Chef Oliver Ridgeway, of Grange Restaurant & Bar, was born and raised in Sussex, England, but since 2011 has called Sacramento home. Being in the heart of California farmland makes Ridgeway’s menu at Grange a snapshot of the season and the neighborhood. There might be Panchmore Ranch trout with farro, beets, peanuts, lemon soubise, and salsa verde on offer, or a Storm Hill zabuton (a cut of beef also known as the chuck tail flap) with smoked chiles, Brentwood corn, pickled onions, radishes, and cilantro. A gluten-free option might be zucchini “zoodles” with pesto.

For Ridgeway, life in the kitchen began in his father’s restaurant, where, he says, he “enjoyed the environment and the buzz.” After studying cooking at Crawley College, he worked at England’s Le Meridian Hotel, the Brighton Metropole Hotel, and the ship Queen Elizabeth II, before heading to the U.S. to stage with chef Paul Prudhomme at K-Paul’s Louisiana Kitchen. He landed gigs cooking for the VIP boxes at the 2000 Olympics in Sydney and the 2002 Olympics in Salt Lake City.
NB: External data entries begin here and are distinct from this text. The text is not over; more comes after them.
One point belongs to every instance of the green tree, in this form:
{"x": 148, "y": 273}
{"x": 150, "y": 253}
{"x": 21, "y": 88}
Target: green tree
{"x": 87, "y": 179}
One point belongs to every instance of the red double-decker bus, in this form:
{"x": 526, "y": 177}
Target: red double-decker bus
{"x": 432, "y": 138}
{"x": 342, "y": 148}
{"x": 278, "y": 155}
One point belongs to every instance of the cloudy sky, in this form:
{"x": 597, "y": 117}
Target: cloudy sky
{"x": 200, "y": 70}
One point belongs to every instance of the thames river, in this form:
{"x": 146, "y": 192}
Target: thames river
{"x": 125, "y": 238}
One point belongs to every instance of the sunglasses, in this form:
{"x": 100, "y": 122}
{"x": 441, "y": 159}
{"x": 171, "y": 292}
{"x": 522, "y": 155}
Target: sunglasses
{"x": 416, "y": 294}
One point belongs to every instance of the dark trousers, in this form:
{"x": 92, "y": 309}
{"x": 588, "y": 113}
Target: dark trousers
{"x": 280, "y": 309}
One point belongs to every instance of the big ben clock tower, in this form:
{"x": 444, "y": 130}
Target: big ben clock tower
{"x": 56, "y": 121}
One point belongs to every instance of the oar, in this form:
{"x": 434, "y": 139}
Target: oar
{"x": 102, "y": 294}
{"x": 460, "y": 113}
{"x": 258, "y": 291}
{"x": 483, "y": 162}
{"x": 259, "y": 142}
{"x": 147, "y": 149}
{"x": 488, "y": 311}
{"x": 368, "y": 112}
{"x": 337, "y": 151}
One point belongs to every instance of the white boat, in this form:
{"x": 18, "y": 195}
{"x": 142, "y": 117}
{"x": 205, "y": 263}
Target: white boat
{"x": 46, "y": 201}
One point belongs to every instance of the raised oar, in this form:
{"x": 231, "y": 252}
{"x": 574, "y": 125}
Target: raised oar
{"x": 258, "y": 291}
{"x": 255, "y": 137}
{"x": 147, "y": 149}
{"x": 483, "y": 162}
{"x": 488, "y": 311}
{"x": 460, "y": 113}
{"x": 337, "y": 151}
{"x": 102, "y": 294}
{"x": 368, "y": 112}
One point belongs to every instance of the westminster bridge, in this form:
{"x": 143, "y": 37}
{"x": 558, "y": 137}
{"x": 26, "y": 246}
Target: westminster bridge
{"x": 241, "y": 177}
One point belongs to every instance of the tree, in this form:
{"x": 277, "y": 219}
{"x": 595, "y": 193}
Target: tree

He was later executive sous chef at New York’s Restaurant Carlyle, and executive chef at The Verandah restaurants at Jumby Bay, Antigua, and Anasazi Restaurant in Santa Fe.

International travel has colored the way Ridgeway looks at a dish, and his openness and inventiveness have landed him twice on the Saveur 100 list, which celebrates the world’s most noteworthy people and places in the world’s food community.